いまや政治が「みんな」の利害を代表することが構造的に不可能であるのなら、
「グローバル化の促進が自らの階級的利益に反することを理解出来ない
オツムの弱い連中をだまくらかして支持させれば良いではないか」
このシニシズムが小泉自民党の赤裸々な本音だったのだろう。
こうした変化は、被治者と治者とがお互いに対して抱く感情の基礎が、
「信頼と敬意」から「軽信と侮蔑」に転換したことを意味しもする。
↓ ↓ ↓
立木は、新しい主体の在り方の核心には「否認」があると述べている。
精神分析学における「否認」とは、簡単に言えば、心の防御機制の一つであり、
外界の苦痛や不安な事実をありのままに認知するのを避ける自我の働きを指す。
「抑圧」との違いは、「抑圧」において「抑圧されたもの」が無意識の領域へと追いやられて
意識的に想起できないのに対して、「否認」においては、
現実を認めてしまうことで喚起される不安を回避するために、
現実の一部または全部を、それを現実として認知することを拒絶するところにある。
「わかっちゃいるけど、やめられない」と言う名文句があるが、
これは「否認」の心理状態を唄ったものと言える。
↓ ↓ ↓
そうした主体は、目下流行している言説に同調し、自分の歴史=物語を持たない。
言い換えれば、過去や祖先や系譜に対して引き受けるべき負債を持たない。
ネオ主体はだから、何でも自分を基準に選びたがる。
たとえば、自分の子供にオリジナルな名前、たとえば花やクルマの名前をつけることをためらわない。
↓ ↓ ↓
教養主義的主体とは弁証法的主体であり、経験を通してそれまでの主体が否定されることでより高次の主体へと生成する、という所作を繰り返す。

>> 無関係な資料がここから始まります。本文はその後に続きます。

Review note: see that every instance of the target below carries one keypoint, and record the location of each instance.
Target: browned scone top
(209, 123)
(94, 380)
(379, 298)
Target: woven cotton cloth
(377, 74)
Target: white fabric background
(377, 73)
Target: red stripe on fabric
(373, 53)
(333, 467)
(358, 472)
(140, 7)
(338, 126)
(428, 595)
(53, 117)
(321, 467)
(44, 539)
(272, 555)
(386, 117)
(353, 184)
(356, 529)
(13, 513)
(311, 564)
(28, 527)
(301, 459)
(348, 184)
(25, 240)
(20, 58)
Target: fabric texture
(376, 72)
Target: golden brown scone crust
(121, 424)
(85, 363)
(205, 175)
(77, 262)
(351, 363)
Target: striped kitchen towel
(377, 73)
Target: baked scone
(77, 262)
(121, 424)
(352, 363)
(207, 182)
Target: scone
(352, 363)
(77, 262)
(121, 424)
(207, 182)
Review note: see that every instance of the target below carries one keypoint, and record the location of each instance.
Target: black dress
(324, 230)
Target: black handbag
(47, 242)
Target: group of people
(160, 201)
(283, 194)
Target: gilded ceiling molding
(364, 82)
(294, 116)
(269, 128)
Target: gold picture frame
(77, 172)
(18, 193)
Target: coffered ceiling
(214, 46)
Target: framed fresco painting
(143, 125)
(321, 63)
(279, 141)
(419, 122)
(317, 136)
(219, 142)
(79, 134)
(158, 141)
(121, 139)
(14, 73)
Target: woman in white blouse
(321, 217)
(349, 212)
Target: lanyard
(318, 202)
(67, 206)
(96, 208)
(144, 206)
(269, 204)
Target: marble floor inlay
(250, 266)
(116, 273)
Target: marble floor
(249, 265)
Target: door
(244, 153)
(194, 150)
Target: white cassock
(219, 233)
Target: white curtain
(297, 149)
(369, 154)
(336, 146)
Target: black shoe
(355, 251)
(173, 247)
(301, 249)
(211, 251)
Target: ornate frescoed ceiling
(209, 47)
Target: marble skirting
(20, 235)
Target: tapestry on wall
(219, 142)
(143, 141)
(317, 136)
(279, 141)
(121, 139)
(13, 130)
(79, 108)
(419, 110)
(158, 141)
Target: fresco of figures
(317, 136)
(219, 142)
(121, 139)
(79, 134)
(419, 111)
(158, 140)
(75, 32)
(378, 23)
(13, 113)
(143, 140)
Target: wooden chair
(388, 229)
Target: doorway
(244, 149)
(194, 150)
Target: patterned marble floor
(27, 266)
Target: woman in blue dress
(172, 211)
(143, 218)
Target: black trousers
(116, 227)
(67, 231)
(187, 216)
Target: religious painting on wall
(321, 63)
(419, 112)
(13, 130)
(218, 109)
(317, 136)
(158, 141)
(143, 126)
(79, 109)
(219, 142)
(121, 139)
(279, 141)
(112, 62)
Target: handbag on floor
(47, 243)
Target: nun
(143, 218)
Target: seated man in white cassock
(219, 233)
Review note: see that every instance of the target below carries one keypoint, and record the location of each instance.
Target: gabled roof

かかる運動は否定性を通じた生成であり、ヘーゲルが「否定的なもののもとへの滞留」、
「死に耐えて死の中に自己を支えその中に留まる生こそが精神の生である」と言ったものに他ならない。
↓ ↓ ↓
ここで注目すべきは、「暴力」という言葉が_その正当性にも関わらず_広範な反知性主義的批判を呼び起こしたことであるように、私には思われる。
つまり、他でもなくこの言葉が反知性主義の噴出のきっかけになったという事実に、日本の反知性主義の特質が表れていると感じられるのである。
露になったのは一種のアレルギー反応、「否認」である。
すなわち自衛隊や警察とは、その本質上暴力装置であり、そうでなければならないという当然の事実が否定されなければならない、というところに
日本の国家主義に関係する反知性主義に特有の「否認」の構造を見て取ることができる。
つまり、国家の根幹には暴力があるという普遍的な事実が、この国では否定される。しかし、言うまでもなく、国家による暴力は存在する。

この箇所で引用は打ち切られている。